Skip to content

mbta/transit_data_reports

Repository files navigation

transit_data_reports

Introduction

This repository provides a common place to store Livebook-based reports for Transit Data.

Setup

  1. Clone or download this repository.

  2. If you're on a Mac and haven't already installed XCode Command Line Tools (developers almost certainly have), do so now.

    Click for instructions
    1. Open the Terminal app: press +space and type "terminal", then hit enter.
    2. Type the following in your terminal: xcode-select --install. Hit enter.
    3. Follow the ensuing setup steps.
  3. Install Livebook, either through Poetry or the desktop app. (Desktop app recommended)

  4. Open Livebook. Create a Hub (or rename the default) to contain all of the MBTA / Transit Data reports.

  5. Add the report(s) you wish to run to a Hub.
    Make sure to open them in situ—they need to be located in the reports/ directory for certain code to work properly.

  6. Add secret(s) to the Hub.

Secrets

Livebook uses secrets to keep sensitive data out of code. These essentially take the place of environment variables (and in fact ultimately get accessed as environment variables in code). For right now, it is exclusively for AWS access, but if more services need to be accessed, this is where the API keys should be stored. The naming convention follows the pattern of SOME_SECRET_NAME resulting in an environment variable LB_SOME_SECRET_NAME in the code context.

You will most likely need to add AWS_ACCESS_KEY_ID and AWS_SECRET_ACCESS_KEY secrets at minimum.

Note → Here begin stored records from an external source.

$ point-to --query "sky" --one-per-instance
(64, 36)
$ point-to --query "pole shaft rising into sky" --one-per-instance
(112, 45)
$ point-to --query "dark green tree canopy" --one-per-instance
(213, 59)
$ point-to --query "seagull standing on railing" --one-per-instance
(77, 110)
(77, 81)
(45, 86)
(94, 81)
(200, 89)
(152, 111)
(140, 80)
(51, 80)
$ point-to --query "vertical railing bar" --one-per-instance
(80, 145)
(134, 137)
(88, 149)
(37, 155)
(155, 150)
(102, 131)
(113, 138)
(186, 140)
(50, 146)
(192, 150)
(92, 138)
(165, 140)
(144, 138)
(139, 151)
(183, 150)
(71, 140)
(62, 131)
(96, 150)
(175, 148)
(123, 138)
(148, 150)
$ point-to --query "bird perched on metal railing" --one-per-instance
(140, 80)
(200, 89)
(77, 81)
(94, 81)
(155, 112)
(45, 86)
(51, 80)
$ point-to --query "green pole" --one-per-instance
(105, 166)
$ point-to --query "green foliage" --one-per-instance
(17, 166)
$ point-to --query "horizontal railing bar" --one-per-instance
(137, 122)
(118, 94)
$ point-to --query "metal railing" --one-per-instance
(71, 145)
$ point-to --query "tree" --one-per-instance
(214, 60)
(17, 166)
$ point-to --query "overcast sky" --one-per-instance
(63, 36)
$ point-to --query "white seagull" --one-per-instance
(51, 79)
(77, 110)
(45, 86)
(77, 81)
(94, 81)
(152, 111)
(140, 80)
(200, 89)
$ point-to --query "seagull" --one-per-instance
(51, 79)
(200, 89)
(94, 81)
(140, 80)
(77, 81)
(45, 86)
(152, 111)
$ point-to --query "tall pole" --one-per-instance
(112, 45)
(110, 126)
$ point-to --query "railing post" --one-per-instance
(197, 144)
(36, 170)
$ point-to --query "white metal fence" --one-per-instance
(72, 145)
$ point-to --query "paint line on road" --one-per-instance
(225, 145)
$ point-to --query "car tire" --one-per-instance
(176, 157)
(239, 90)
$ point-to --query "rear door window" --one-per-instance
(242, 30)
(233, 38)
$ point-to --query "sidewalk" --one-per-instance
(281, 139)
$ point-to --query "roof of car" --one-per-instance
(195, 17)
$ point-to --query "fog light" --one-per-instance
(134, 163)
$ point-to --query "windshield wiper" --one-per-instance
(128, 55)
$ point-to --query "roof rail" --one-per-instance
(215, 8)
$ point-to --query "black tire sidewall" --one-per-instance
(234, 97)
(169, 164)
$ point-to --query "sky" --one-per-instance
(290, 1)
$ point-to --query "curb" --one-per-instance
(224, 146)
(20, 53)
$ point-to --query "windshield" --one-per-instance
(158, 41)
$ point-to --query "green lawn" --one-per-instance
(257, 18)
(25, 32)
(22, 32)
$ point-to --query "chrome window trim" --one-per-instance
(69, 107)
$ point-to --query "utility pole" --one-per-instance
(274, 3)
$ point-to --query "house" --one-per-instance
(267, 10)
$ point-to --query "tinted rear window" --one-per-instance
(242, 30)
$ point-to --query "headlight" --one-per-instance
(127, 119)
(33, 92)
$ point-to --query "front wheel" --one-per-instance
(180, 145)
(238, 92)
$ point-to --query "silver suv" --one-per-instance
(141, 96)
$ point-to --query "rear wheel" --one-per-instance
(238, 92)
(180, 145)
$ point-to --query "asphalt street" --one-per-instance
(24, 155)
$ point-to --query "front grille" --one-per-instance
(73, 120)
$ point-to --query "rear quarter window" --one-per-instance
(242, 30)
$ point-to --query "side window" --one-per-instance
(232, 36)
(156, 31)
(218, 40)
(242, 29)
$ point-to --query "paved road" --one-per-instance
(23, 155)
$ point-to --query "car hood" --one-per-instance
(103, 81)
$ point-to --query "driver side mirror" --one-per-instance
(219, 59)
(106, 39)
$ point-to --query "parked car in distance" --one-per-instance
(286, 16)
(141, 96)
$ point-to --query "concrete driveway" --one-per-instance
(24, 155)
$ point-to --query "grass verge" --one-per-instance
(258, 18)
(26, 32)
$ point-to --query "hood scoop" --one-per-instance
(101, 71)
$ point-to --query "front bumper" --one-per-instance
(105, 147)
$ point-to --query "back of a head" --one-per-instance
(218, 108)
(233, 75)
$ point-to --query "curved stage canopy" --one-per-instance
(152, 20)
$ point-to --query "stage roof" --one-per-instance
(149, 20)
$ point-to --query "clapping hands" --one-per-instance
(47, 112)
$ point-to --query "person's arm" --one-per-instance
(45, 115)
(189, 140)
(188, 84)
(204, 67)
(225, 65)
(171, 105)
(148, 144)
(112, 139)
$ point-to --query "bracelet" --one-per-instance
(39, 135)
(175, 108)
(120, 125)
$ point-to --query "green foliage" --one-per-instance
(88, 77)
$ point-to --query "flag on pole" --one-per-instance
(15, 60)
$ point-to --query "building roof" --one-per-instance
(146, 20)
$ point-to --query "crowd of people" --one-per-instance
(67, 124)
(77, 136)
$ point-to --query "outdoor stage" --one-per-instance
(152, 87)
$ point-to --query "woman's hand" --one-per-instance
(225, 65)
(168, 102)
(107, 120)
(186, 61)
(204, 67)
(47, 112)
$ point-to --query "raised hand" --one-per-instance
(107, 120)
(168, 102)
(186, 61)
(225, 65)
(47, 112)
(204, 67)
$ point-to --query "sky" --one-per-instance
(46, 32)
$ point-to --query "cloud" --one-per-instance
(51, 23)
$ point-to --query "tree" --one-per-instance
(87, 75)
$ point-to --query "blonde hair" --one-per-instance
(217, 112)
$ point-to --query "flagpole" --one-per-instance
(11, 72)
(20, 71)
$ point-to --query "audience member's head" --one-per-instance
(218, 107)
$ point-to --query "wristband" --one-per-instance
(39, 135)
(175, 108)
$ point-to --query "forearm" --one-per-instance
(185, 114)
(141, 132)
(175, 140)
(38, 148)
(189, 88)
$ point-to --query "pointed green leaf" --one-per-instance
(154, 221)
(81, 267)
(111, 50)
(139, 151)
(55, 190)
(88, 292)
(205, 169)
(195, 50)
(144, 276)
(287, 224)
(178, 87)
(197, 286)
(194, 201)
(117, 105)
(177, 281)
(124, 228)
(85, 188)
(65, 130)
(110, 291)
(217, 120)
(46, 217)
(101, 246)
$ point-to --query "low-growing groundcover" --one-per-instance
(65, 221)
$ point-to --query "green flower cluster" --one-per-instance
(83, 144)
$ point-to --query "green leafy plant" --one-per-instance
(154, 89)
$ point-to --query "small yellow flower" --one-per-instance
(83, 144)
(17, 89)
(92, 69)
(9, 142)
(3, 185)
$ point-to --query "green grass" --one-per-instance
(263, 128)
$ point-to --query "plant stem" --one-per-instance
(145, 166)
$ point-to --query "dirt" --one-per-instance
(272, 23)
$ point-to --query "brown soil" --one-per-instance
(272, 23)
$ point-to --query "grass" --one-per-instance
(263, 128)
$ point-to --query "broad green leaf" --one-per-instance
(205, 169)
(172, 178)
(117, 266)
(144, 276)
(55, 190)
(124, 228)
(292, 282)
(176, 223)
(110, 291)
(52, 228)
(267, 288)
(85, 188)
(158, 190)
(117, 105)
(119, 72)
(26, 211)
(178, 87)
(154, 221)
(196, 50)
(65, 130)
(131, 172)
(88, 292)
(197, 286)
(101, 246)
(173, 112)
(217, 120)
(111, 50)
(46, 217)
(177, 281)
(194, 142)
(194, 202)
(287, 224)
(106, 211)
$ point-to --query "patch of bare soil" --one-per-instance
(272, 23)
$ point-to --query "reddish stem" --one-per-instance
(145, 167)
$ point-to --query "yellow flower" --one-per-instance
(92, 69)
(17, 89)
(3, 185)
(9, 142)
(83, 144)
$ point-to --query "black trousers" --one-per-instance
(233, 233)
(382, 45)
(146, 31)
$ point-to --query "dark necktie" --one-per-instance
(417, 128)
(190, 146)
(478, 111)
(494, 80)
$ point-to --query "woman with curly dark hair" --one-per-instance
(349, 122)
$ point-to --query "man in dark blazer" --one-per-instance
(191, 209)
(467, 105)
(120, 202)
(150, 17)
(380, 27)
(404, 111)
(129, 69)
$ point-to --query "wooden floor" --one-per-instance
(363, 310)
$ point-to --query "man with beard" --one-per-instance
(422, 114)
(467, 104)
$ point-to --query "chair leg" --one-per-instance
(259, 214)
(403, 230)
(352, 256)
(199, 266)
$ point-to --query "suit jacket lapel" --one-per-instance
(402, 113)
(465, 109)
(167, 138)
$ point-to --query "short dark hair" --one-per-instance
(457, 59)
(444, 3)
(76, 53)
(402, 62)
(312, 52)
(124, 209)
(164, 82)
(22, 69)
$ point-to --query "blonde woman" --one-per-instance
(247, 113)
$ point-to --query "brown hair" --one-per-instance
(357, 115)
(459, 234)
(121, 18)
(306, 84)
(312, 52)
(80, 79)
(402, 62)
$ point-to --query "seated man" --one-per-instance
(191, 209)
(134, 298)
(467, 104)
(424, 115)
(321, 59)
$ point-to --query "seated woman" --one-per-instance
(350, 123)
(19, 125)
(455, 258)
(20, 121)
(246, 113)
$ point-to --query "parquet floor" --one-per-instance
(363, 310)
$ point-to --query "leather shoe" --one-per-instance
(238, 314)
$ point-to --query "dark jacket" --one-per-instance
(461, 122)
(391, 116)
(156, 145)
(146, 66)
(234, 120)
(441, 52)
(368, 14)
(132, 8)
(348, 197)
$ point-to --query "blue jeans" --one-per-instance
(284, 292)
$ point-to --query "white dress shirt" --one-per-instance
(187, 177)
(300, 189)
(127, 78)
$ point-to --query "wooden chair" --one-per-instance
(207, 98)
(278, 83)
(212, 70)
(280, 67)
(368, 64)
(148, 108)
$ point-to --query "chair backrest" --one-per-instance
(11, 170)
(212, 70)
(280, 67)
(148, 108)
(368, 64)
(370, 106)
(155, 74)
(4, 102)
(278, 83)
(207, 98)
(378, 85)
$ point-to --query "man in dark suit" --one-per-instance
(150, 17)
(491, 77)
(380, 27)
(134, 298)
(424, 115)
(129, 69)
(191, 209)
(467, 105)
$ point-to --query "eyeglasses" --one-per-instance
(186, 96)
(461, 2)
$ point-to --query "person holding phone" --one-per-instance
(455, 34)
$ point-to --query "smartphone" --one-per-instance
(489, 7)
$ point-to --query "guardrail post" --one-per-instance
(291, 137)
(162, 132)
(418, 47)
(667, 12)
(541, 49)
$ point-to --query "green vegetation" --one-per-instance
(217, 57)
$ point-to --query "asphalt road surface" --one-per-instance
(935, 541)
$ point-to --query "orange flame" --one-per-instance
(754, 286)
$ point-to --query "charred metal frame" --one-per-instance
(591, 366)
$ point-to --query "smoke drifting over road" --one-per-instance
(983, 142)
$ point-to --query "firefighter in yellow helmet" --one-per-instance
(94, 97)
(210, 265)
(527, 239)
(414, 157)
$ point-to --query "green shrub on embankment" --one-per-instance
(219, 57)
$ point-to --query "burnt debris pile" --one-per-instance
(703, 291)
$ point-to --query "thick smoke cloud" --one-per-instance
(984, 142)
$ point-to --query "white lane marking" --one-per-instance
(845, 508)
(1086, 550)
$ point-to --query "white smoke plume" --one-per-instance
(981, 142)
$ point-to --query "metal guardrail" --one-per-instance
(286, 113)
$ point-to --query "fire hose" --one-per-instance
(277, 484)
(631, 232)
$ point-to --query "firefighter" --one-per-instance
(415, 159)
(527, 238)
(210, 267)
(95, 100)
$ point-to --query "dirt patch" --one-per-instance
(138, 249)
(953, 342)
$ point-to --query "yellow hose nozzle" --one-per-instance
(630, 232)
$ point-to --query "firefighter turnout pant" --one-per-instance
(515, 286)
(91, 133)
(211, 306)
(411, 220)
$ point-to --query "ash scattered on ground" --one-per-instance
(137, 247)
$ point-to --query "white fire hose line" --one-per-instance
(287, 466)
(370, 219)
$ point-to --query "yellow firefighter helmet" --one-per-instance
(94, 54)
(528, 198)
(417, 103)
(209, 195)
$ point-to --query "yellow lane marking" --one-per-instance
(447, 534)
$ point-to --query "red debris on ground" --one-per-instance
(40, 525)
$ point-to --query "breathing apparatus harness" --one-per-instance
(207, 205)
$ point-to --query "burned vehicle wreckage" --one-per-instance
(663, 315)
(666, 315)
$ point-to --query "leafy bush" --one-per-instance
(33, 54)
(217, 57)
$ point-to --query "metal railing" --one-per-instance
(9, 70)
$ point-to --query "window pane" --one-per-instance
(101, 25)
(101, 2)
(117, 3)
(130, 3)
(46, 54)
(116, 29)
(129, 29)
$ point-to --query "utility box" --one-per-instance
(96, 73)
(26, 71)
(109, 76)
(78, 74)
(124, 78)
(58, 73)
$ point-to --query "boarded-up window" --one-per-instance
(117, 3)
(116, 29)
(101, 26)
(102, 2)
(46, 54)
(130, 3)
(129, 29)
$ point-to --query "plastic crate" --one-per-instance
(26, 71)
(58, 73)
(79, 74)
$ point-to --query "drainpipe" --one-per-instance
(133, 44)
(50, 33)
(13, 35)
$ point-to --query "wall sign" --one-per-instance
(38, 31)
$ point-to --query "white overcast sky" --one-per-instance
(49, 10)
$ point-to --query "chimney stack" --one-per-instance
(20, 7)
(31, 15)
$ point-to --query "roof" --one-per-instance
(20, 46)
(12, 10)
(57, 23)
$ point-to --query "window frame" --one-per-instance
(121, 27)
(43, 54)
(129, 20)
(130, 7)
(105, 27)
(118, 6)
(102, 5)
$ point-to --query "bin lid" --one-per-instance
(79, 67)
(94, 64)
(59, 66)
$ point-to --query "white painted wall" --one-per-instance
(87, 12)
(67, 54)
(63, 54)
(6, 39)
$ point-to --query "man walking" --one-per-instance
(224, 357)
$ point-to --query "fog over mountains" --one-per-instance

To register and use a secret within Livebook:

  1. Go to your Hub. There should be a link to it in the left sidebar.
  2. Add the secret under the Secrets section on that page.
  3. Return to the notebook that needs access to the secret and click the 🔒 icon in the left sidebar.
    Toggle on the secret to give the notebook access.
  4. You can now read the secret in any code cell within that notebook, with:
    System.get_env("LB_#{name_you_gave_the_secret_in_hub}")

Development

Some of the logic for these reports is maintained in a mix project, as a sort of library.

If your report has any logic that:

  • is CPU-intensive1, or
  • needs to be reused by other reports, or
  • is just a lot of lines of code and would benefit from a proper code editor,

consider putting that logic in lib/ instead of a code cell within your notebook.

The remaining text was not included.